Keeping your blog healthy and alive!

As a lover of blogs, many times I would find public blogs in the blogosphere that terminated abruptly without a proper closure from the authors. One week of unannounced hiatus from blogging could easily stretch to months, years and eventually become an evermore farewell. You will not pose much of a disturbance to the blogosphere if you are writing for yourself, keeping a private journaling blog set only for your viewing.

However, to sustain the practice of online spiritual journaling still requires discipline and consistency on your part as there is no one to monitor your progress and to cheer you from the sideline.

I think a good way to help you upkeep and maintain your blog is to see your blog as a living organism. You have to keep it healthy and alive! Some blogs stay in a coma and get resurrected after years. Can you imagine waiting for a part 2 post of a story from a public blog that you are following regularly and finally getting it, after years?

Also, the consistency of the posts reflects whether the blog or her author is healthy or not. Has any problem occurred to the the “DNA” (focus, direction and scope) of the blog? Has any event in the author’s life disturbed his/her motivation and clear frame of mind to write? I had derived these from my own experiences when I failed to sustain a private interest blog and eventually had to leave it dormant (Fortunately, I had revamped and revived this blog during the course of writing Secret place blogging!).

Be consistent.
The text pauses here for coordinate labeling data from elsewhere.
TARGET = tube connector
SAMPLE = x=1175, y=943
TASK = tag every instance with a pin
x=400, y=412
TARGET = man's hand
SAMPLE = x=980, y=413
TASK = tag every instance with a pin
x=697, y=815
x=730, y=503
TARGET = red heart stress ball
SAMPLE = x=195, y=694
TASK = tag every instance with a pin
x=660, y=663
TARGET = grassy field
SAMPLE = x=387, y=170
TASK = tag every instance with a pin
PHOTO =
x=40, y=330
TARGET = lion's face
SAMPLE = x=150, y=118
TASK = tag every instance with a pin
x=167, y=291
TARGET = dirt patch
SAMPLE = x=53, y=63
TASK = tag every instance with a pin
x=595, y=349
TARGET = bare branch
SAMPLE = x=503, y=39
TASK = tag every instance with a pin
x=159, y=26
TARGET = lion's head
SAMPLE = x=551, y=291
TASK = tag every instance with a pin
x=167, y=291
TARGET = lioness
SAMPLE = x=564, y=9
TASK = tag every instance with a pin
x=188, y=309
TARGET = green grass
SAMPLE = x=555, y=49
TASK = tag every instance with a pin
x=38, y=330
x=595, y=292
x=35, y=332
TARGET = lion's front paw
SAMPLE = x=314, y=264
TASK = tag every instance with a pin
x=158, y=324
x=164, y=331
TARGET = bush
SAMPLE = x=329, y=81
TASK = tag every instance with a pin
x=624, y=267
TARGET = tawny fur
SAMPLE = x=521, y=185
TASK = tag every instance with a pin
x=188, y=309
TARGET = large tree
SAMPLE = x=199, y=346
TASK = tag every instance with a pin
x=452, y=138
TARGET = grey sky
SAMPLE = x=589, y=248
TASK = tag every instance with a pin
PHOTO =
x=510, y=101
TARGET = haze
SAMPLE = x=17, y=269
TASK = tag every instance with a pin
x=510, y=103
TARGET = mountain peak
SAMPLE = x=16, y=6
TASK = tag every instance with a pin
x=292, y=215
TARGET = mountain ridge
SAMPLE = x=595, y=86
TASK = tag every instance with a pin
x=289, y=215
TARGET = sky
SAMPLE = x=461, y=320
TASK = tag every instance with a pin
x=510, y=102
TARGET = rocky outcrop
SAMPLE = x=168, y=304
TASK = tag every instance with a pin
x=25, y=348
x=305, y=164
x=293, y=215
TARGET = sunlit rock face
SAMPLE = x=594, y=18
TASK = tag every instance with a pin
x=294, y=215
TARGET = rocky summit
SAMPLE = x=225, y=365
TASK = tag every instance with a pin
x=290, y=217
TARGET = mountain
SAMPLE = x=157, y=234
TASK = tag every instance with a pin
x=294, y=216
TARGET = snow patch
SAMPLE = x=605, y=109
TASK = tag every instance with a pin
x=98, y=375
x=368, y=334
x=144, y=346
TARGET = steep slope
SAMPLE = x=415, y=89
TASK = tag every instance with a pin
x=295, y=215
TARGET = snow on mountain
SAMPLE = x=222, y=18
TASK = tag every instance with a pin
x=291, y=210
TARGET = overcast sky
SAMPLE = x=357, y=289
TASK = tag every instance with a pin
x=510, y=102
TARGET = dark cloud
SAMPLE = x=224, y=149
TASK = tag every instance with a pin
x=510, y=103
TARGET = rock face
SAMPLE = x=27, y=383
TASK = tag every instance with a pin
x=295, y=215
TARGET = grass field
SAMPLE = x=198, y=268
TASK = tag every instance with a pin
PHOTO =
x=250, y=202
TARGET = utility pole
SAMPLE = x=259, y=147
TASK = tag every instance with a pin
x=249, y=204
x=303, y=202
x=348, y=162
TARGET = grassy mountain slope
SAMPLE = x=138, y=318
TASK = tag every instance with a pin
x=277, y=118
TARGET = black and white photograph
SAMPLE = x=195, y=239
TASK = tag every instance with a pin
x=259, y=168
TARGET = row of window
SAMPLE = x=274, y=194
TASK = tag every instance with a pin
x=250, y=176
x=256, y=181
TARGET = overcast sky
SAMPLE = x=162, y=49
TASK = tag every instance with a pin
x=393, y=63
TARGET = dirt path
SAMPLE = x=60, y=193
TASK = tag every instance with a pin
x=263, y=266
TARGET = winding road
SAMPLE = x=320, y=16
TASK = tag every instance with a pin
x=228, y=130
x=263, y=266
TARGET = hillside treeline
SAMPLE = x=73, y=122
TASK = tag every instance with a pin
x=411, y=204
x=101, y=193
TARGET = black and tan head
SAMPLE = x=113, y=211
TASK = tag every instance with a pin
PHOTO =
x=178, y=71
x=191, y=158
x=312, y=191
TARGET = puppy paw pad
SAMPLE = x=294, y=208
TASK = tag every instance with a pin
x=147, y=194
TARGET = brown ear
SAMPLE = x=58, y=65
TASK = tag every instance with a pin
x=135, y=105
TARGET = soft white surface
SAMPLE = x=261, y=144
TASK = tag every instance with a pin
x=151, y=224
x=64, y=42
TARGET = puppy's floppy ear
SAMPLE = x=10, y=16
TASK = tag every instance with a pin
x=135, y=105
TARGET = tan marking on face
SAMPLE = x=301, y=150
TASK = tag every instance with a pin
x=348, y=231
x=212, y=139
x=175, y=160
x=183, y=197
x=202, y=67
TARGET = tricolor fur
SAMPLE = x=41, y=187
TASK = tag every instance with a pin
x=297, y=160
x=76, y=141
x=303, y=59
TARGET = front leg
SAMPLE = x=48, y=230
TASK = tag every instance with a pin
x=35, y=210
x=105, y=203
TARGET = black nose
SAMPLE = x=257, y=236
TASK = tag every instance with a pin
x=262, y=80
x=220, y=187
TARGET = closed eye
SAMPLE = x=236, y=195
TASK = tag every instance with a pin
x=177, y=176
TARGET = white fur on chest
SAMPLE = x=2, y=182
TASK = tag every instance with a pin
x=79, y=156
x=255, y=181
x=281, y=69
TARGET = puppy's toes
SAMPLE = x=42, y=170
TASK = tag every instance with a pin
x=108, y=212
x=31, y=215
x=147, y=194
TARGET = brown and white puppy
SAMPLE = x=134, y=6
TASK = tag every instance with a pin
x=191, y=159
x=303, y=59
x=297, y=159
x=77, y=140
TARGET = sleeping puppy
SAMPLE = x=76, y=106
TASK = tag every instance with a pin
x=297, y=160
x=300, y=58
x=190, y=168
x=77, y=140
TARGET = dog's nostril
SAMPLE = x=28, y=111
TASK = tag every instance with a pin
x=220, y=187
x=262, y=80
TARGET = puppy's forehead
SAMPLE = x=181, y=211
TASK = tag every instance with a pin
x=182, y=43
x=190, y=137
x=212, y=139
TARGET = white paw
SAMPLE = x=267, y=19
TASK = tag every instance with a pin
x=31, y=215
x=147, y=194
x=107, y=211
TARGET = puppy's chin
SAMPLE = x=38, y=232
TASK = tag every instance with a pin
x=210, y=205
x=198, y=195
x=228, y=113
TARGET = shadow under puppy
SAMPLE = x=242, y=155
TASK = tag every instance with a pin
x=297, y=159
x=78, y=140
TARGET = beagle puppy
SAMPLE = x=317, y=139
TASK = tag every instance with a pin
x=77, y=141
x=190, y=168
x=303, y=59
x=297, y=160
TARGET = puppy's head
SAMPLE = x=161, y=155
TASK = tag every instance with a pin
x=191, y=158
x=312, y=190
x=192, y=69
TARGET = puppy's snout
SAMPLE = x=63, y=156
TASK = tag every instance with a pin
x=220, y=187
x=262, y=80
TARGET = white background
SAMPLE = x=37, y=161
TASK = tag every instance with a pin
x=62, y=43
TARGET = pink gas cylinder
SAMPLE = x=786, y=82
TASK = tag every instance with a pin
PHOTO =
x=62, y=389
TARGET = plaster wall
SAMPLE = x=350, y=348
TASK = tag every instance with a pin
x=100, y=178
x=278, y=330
Set from the start the minimum number of posts that you will post every week, every month, or unfortunately, every year, and stick to that. For a private journaling blog, it is still valuable to have a yearly posted one, though it will be difficult to write a quality yearly summary post relying on your memory without any notes taken throughout the year.

When I was creating this blog, Secret place blogging, I found it really difficult to make any progress because of procrastination and a mental block (Some call it the writer’s block). I found the secret to get things moving lies in getting myself to visit my blog (logging in with the user name and password). If I do get past doing that, then I will be able to get some work done at least on the unfinished blog and make some progress. When I continue to do that, momentum will build up, I will become more productive and will eventually complete the blog, which I did. Good job!

Give yourself ample preparation time for the following before you officially start your private journaling blog so nothing will disrupt the momentum once you have started your blog.

Settings, customization and design

Get all the settings, customization and design done step by step. You must love your blog to want to visit it regularly, so take time to construct it in a way that you will love to visit and write in it. The next page of this blog – Get started now – talks more about how to get these done.

Set the “DNA” (focus, direction and scope)

Set the “DNA” (focus, direction and scope) of the blog right at the start by writing the “About” page. A well-written “About” page clearly defines what you set out to achieve in your private blog and gives you the scope of the topics that you can write about. You will also define the minimum number of posts that you will post in your blog (goal) and set a dateline when you will conclude and end your first blog (preferably in a year’s time or less). Successfully concluding your first blog gives you the sense of accomplishment to continue blogging.

Also construct the items in your menu, other pages besides the default ones, and post categories. You can also write a few introductory posts to get used to writing before writing and posting the official first post.

If you need more examples on how to write an “About” page, you can read my previous post – My own journey of online spiritual journaling.

Hope the “About” pages have given you more ideas and clarity to construct yours.

The next page of this blog – Get started now – talks more about how to get all of these done.

Set the date or event for the official first post to launch

Set an official date or event that you will start your blog. A year from it will be your one year anniversary of blogging which you can celebrate.

The official first post on the start date is important to kick-start and propel you, to give you the necessary momentum to continue writing.

After posting the official first post, do not hold back any impulse to write and post in your blog having the fear that you will mess up your blog. The limit which you have set is for the minimum. You can have several posts a day. Keep posting to create a momentum to write and post regularly. Also re-read and edit the posts that you had written and posted every time you visit your blog before you write a new one. Make this a ritual to re-read, edit, write and post a new one.

Eventually you will get used to this ritual, and reach your dateline, assuming in one year’s time, in no time. Celebrate. Email and share with me.

If you do experience a writer’s block, which is rare, you can still write and post a short post consisting of one or two sentences to describe your emotions to keep the ritual going. A writer’s block doesn’t last, your blog will (A cliche or prophecy?).

Keep and maintain your momentum. It is the life of your blog!